BROMSGROVE MP and Business Secretary Sajid Javid tweeted on social media about his visit to Port Talbot to discuss plans for the future of the UK steel industry - which he has said was "very productive".

Mr Javid returned from a trade visit to Australia this morning to discuss long term plans with staff, management and the Welsh ecnomony minister Edwina Hart, but has been criticised for his absence during the crisis - and for taking his daughter on the trip.

A FORMER Worcestershire parliamentary candidate today urged Bromsgrove MP Sajid Javid to resign as Business Secretary - saying she is "gobsmacked" by his handling of Britain's steel crisis.

Councillor Joy Squires, who tried to win the Worcester seat for Labour at last year's General Election, has accused him of planning a family holiday in Australia with the industry "in meltdown".

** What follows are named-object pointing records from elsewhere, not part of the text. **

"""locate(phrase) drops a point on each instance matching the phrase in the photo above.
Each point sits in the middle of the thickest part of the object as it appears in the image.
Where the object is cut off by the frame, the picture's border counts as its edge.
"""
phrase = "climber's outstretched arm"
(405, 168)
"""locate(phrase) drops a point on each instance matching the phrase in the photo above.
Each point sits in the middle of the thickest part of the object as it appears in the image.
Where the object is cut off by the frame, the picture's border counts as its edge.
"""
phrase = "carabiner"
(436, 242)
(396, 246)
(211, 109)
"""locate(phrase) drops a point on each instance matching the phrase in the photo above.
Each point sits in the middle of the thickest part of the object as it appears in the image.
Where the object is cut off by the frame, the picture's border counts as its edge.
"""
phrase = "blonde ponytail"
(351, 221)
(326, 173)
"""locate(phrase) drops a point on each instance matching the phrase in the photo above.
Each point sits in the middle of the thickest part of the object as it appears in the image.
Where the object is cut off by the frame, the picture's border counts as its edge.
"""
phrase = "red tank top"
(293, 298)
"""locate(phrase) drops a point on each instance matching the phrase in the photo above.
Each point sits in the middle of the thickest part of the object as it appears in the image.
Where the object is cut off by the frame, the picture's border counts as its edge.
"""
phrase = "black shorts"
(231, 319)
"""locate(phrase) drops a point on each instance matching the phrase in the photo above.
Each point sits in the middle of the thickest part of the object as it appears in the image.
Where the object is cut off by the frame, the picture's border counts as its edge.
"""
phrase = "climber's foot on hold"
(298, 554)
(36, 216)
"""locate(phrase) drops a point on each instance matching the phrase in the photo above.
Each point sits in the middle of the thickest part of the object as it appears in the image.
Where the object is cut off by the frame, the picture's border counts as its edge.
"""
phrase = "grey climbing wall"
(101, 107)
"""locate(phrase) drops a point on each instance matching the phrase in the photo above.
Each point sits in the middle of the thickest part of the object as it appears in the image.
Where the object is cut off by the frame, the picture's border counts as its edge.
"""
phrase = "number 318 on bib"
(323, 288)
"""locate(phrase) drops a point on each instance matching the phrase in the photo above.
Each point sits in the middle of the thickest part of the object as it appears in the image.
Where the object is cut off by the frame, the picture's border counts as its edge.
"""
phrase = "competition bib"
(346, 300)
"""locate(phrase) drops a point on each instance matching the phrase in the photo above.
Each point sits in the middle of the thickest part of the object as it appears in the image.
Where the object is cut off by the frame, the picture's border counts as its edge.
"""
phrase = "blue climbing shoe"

Mr Javid, widely seen as a rising star of the Tory Party, has chaotically abandoned an official trade visit to Sydney for emergency talks with Tata steel after 40,000 jobs were put at risk across the UK.

Mr Javid arrived back in the UK this morning, but it emerged yesterday that he took his teenage daughter with him to Australia and even planned to extend his trip into a family holiday before coming back early on David Cameron’s orders.

Councillor Squires said: "I was gobsmacked to read that Sajid Javid had planned a family holiday in Australia after the trade convention he was supposed to attend.

"And all this while our national, strategically important steel industry is in meltdown and 40,000 jobs at stake.

"Sajid Javid must have known about the crisis facing Tata and the meetings they had planned - if he didn't then he is clearly not up to the job.

"And frankly the same is true of the Prime Minister and Chancellor who were also out of the country while this crisis unfolded."

"They were poorly briefed by Javid or worse, don't actually care that much."

The criticism by Councillor Squires follows growing pressure from other politicians and union workers for him to consider his position.

Mr Javid's Australian trip coincided with Tuesday’s crunch Tata board meeting in Mumbai, planned months ago, which led to the steel giant’s decision to sell its UK business.

He was ordered back by the Prime Minister after just 15 hours on Australian soil, following a chaotic period in which he considered not getting off the plane at all when it arrived in Sydney at 6am on Wednesday morning, before deciding he had to meet the country’s new premier.

A spokesman for Mr Javid has stressed that the MP paid personally for his own daughter's costs to accompany him.

He said: "We can confirm that Mr Javid's daughter accompanied him on his visit to Australia. There was no cost to the taxpayer."

After touching down in London he is due to visit the Welsh steel plant at Port Talbot today, which is facing 4,000 job losses alone.

Mr Javid said: "I’m going to Port Talbot to meet staff and management, who are understandably extremely anxious about their future.

"I will listen to them, and I want to reassure them myself that the Government is on their side in working hard to achieve a long term solution for them, for the region and for the wider UK steel industry."